Snow's key complaint about the Leavisites is that while they complained about the scientists' lack of culture they were themselves unable to answer a simple question about the second law of thermodynamics, what Snow described as "the scientific equivalent of 'have you read a work of Shakespeare's?'". He went further. How many literary intellectuals could define mass or acceleration, the scientific equivalent of "can you read?"

He concluded that "the majority of the cleverest people in the Western world have about as much insight into (modern physics) as their neolithic ancestors would have had".

Science remains overlooked by the general populace. It is also under assault, not just from religious fundamentalism, but more insidiously from public assumption that scientists can, if sufficiently motivated, deal on demand with encroaching avian flu, with future hurricanes and tsunamis, with the nightmare scenario of near-Earth asteroids. The problem is not competing ideologies but a deepening version of Snow's vast gulf of incomprehension. We are still two cultures, each confidently attributing negative characteristics to the other.

Snow's argument can't be reduced to a bullet point. He was anxious to distinguish between the bland progressivism of the scientific community and the tragic quietism of the literary intellectuals. That philosophical gap left an excluded middle that was all too easily colonised by unfettered experiment on the one hand and ever more strident jeremiads on the other.

Some would argue that the situation is less bleak today than it was in 1959, when "science" was blamed for everything from "the Bomb" to the environmental crisis, when literary intellectuals were still toying with the alienation implied in Modernism. Scientists attract crowds almost as large as those greeting TV presenters at the Edinburgh International Book Festival; poets do less well. Newspapers are full of science columns and reports.
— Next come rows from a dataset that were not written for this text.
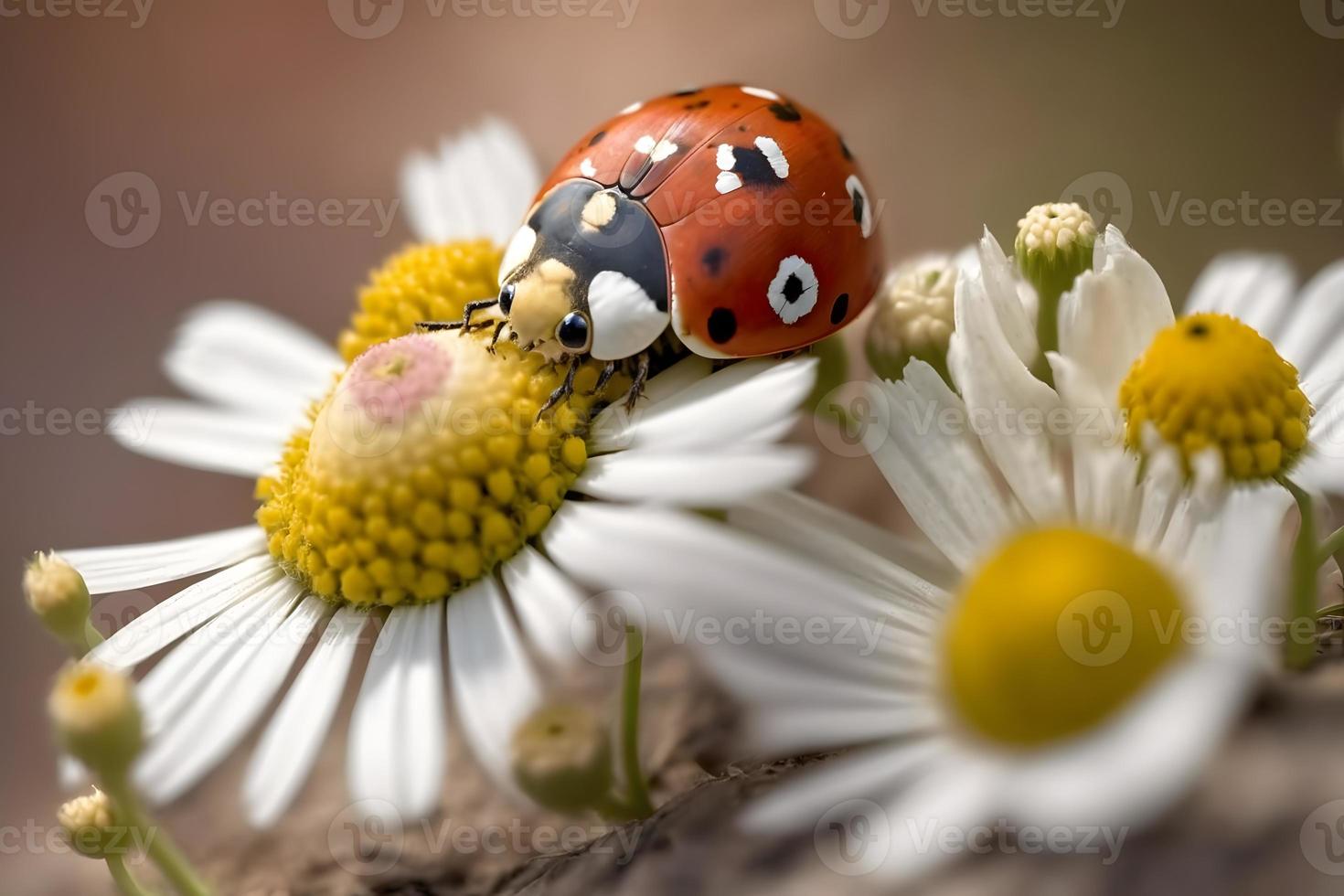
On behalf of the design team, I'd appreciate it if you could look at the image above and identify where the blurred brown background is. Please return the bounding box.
[0,0,1344,892]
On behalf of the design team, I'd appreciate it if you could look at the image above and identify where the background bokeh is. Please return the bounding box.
[0,0,1344,892]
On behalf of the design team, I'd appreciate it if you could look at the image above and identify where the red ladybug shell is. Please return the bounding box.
[538,85,883,357]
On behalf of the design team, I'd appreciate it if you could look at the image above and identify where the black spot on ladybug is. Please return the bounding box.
[700,246,729,277]
[849,189,869,227]
[732,146,783,187]
[709,307,738,346]
[830,293,849,325]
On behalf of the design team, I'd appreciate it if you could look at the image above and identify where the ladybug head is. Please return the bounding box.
[498,180,669,360]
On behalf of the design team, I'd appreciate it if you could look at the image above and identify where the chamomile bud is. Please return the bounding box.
[47,662,144,778]
[57,787,126,859]
[512,704,613,814]
[23,552,90,652]
[864,254,957,380]
[1013,203,1097,368]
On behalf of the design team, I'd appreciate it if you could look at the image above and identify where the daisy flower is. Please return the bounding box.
[538,228,1289,876]
[52,119,815,827]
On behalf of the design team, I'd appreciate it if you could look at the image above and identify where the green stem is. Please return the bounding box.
[1320,525,1344,570]
[103,853,149,896]
[1284,480,1321,670]
[621,626,653,818]
[102,773,209,896]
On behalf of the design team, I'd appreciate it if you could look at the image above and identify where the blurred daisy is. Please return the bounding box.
[65,126,815,825]
[549,281,1287,876]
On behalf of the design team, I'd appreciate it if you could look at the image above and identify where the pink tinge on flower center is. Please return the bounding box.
[346,333,453,423]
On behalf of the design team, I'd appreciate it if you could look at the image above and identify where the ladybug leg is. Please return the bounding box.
[589,361,617,395]
[537,355,581,419]
[415,298,500,333]
[625,352,649,411]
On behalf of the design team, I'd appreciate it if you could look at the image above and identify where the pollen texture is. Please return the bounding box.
[1120,315,1312,480]
[942,528,1183,748]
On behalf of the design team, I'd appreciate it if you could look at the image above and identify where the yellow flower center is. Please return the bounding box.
[340,240,503,363]
[942,528,1183,748]
[1120,315,1312,480]
[257,241,629,606]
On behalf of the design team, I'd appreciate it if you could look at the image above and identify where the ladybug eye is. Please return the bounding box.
[555,312,592,352]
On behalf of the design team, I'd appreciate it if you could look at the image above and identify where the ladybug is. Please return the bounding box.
[427,85,883,407]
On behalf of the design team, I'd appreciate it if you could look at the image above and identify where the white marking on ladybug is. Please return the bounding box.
[589,270,668,361]
[755,135,789,180]
[581,189,615,229]
[844,175,878,240]
[714,144,741,194]
[635,134,677,161]
[500,224,537,283]
[766,255,818,324]
[741,88,780,102]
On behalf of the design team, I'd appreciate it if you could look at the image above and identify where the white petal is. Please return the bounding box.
[1184,252,1297,341]
[864,361,1016,570]
[1004,661,1254,827]
[500,546,586,667]
[1049,352,1141,540]
[741,738,946,833]
[59,524,266,593]
[402,120,541,246]
[951,260,1067,521]
[346,595,446,821]
[574,446,813,507]
[108,398,294,478]
[448,578,541,798]
[1275,261,1344,380]
[135,581,322,801]
[978,227,1040,367]
[243,607,368,827]
[135,576,297,739]
[881,748,1005,881]
[89,555,283,669]
[1053,227,1176,400]
[592,356,816,454]
[164,300,343,416]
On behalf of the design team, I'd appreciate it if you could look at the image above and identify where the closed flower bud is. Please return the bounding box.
[23,553,90,646]
[512,704,613,814]
[48,662,144,776]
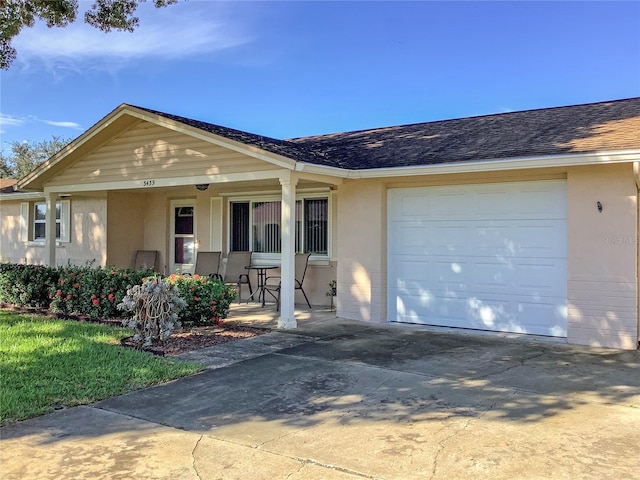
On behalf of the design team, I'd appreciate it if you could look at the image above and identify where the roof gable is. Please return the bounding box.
[18,97,640,190]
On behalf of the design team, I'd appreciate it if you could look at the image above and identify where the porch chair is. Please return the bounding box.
[222,252,253,303]
[193,252,222,280]
[264,253,311,311]
[134,250,160,272]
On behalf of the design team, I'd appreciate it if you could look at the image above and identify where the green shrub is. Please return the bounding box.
[118,277,186,347]
[49,264,150,318]
[0,263,58,308]
[167,274,238,326]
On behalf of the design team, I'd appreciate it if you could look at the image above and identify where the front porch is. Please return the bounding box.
[225,301,337,329]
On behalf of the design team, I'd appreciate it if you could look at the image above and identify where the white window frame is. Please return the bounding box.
[22,200,71,244]
[227,192,333,265]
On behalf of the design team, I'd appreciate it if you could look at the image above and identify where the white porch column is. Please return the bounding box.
[278,173,298,329]
[44,193,58,267]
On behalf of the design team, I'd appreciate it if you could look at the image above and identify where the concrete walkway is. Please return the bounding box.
[0,319,640,480]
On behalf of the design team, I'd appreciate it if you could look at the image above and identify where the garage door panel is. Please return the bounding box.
[387,181,567,336]
[397,296,566,337]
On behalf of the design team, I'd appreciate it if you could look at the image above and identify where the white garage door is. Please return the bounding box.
[387,180,567,337]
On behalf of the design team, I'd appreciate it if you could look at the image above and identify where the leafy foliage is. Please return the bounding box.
[0,0,177,70]
[0,136,70,179]
[0,263,59,308]
[167,274,238,325]
[49,264,150,318]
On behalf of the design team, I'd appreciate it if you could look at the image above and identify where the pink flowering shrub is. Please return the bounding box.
[167,274,238,326]
[49,265,149,318]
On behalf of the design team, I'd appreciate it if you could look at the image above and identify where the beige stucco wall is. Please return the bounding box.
[336,180,387,323]
[0,196,107,265]
[107,192,147,268]
[567,164,638,349]
[0,201,27,263]
[337,164,638,349]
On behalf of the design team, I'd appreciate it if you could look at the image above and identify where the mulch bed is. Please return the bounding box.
[121,325,270,356]
[0,304,271,356]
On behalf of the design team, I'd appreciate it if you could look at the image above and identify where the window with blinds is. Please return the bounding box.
[230,198,329,255]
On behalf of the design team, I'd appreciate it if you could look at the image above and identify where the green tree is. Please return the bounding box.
[0,0,178,70]
[0,136,70,179]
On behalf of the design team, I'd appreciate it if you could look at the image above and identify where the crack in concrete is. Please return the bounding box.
[474,353,544,379]
[191,435,204,479]
[429,418,473,480]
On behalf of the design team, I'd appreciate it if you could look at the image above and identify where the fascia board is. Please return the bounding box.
[129,107,298,170]
[0,192,44,202]
[17,105,138,190]
[44,170,288,194]
[340,150,640,178]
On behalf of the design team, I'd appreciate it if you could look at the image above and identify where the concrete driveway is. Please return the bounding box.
[0,319,640,480]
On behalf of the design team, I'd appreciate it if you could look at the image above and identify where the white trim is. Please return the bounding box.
[299,150,640,178]
[225,189,333,265]
[123,105,296,168]
[218,187,332,198]
[0,192,44,202]
[167,198,198,273]
[44,170,282,194]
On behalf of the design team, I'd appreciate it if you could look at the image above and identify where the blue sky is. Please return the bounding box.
[0,0,640,152]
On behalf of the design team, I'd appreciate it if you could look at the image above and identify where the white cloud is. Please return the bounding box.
[40,120,82,130]
[0,112,26,134]
[13,2,250,70]
[0,113,26,127]
[0,113,82,133]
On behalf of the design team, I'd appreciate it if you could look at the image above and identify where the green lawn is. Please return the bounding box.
[0,310,202,425]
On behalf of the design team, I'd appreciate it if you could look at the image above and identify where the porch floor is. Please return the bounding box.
[225,301,336,328]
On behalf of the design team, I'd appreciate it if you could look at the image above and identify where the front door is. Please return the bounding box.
[171,200,196,273]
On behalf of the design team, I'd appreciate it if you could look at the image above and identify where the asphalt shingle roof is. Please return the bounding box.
[138,97,640,170]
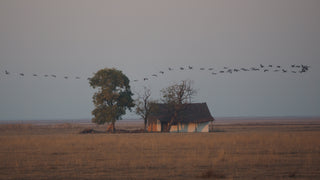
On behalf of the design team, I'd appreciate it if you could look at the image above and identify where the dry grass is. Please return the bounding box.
[0,119,320,179]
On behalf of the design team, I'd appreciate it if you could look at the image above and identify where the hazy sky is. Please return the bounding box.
[0,0,320,120]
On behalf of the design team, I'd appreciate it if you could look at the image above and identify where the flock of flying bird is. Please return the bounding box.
[0,64,310,82]
[134,64,310,82]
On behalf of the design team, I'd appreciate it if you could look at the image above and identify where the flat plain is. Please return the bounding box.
[0,119,320,180]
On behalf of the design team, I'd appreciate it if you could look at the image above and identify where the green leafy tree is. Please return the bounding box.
[161,80,197,132]
[89,68,134,132]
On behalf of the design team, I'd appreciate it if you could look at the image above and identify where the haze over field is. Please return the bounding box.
[0,0,320,120]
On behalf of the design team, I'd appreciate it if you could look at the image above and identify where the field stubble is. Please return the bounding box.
[0,120,320,179]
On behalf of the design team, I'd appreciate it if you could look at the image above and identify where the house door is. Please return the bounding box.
[161,122,169,132]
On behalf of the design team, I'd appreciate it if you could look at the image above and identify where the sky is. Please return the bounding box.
[0,0,320,120]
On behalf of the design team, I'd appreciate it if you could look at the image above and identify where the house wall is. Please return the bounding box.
[170,122,209,132]
[148,120,161,132]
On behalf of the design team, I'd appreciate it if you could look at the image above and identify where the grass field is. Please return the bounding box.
[0,121,320,180]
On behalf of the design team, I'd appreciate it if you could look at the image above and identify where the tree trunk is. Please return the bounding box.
[144,119,148,132]
[112,121,116,133]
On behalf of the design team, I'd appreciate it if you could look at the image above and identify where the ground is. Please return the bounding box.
[0,119,320,180]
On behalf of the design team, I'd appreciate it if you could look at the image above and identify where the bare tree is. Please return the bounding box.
[161,80,197,132]
[135,87,156,131]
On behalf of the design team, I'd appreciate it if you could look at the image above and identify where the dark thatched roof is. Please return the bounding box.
[149,103,214,124]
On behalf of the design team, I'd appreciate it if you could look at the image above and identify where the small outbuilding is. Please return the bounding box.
[148,103,214,132]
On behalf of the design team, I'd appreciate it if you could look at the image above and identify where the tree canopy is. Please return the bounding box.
[89,68,134,131]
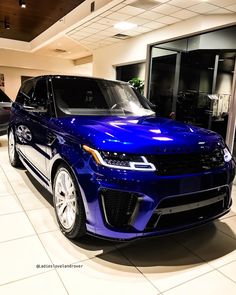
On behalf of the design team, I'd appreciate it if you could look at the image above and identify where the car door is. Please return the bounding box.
[21,77,50,178]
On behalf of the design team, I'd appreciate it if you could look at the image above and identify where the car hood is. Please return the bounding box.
[54,116,223,154]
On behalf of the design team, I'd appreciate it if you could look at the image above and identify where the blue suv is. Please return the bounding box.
[8,75,235,240]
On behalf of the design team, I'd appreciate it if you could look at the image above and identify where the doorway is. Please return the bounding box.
[147,26,236,156]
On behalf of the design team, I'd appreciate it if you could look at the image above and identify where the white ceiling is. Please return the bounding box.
[3,0,236,59]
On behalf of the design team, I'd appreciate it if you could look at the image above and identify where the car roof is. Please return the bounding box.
[0,88,11,102]
[23,75,128,84]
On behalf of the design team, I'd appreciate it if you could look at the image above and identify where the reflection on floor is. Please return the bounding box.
[0,136,236,295]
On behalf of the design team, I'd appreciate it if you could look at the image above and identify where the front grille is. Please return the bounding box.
[146,187,230,231]
[146,149,224,176]
[101,189,138,228]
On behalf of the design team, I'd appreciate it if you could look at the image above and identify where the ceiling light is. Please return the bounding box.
[114,22,137,31]
[19,0,26,8]
[3,17,10,30]
[112,34,130,40]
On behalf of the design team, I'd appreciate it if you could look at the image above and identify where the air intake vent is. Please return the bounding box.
[113,34,130,40]
[129,0,162,10]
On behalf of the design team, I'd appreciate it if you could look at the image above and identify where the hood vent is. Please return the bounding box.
[112,34,130,40]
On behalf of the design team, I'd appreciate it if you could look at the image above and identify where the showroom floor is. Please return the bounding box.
[0,136,236,295]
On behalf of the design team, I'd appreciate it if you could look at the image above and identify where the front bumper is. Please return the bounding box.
[74,162,235,240]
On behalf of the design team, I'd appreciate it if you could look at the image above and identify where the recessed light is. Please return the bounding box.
[19,0,26,8]
[114,22,138,31]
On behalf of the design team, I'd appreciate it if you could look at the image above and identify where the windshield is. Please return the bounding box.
[52,76,154,116]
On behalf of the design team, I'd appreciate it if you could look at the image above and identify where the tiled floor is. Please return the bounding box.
[0,136,236,295]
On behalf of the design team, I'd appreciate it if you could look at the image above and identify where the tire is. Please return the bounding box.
[53,165,86,239]
[8,128,23,168]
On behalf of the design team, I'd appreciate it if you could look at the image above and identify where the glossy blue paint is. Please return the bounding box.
[10,75,235,240]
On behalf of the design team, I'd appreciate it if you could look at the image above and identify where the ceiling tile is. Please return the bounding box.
[100,10,111,17]
[171,9,198,19]
[123,0,136,4]
[129,14,149,25]
[92,16,102,22]
[107,12,130,21]
[78,27,98,34]
[118,5,145,15]
[226,4,236,12]
[152,4,180,15]
[135,27,152,33]
[125,30,140,37]
[208,0,236,7]
[139,11,164,20]
[207,5,236,14]
[110,3,125,11]
[158,16,180,25]
[168,0,199,8]
[188,3,218,13]
[145,22,166,29]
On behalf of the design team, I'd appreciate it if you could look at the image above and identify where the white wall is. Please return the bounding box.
[0,49,78,100]
[93,14,236,79]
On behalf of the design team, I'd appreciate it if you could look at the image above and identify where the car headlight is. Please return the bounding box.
[223,147,232,162]
[83,145,156,171]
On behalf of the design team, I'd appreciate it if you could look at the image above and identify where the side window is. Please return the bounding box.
[33,79,48,107]
[16,79,48,107]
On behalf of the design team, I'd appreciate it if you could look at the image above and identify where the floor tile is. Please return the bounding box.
[164,271,236,295]
[173,224,236,268]
[0,171,14,197]
[116,237,212,292]
[0,195,23,215]
[219,261,236,284]
[17,192,51,211]
[58,251,159,295]
[215,216,236,239]
[0,236,51,285]
[0,271,68,295]
[0,212,35,243]
[27,208,58,233]
[39,230,119,264]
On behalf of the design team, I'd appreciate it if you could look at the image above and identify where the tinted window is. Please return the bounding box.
[0,89,11,102]
[16,79,47,107]
[16,80,34,105]
[32,79,47,107]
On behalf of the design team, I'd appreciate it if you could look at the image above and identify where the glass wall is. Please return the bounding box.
[147,26,236,160]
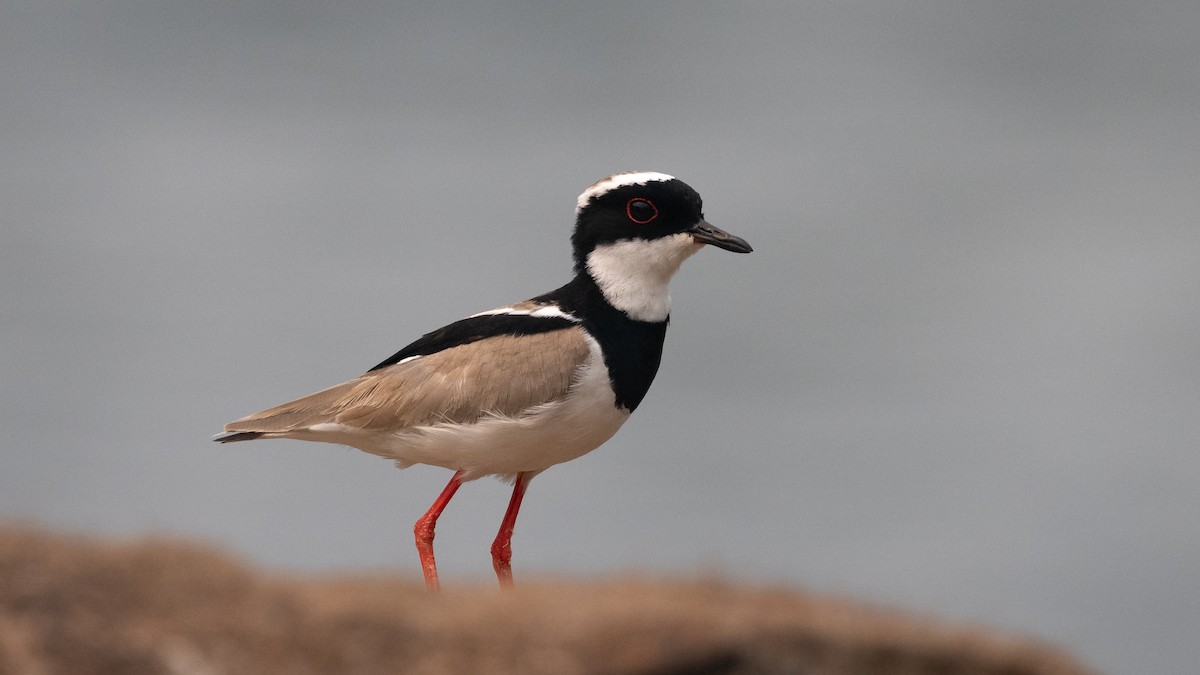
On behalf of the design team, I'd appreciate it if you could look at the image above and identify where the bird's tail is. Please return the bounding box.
[212,431,263,443]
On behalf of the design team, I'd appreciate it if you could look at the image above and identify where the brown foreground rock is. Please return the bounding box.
[0,527,1088,675]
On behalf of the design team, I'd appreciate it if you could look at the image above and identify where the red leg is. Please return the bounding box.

"One culture" optimists point to an increasing interest in scientific ideas among creative artists - Ian McEwan and Christine Borland - as a sign that the gap is closing. But in reality this is no more encouraging a scenario than to say that x thousand Britons read (or bought and left unread) A Brief History of Time .

The fundamentals for communication are still not there. The lack of a common language, some methodological lingua franca , has led to mutual contempt and suspicion. At a moment when the world requires not just urgent scientific mobilisation but a parallel shift in paradigms among the humanities, this seems doubly disturbing. Snow may be largely forgotten and largely unread, but he is as relevant as ever and it would be worse than naive to pretend otherwise.

Brian Morton is a writer and broadcaster.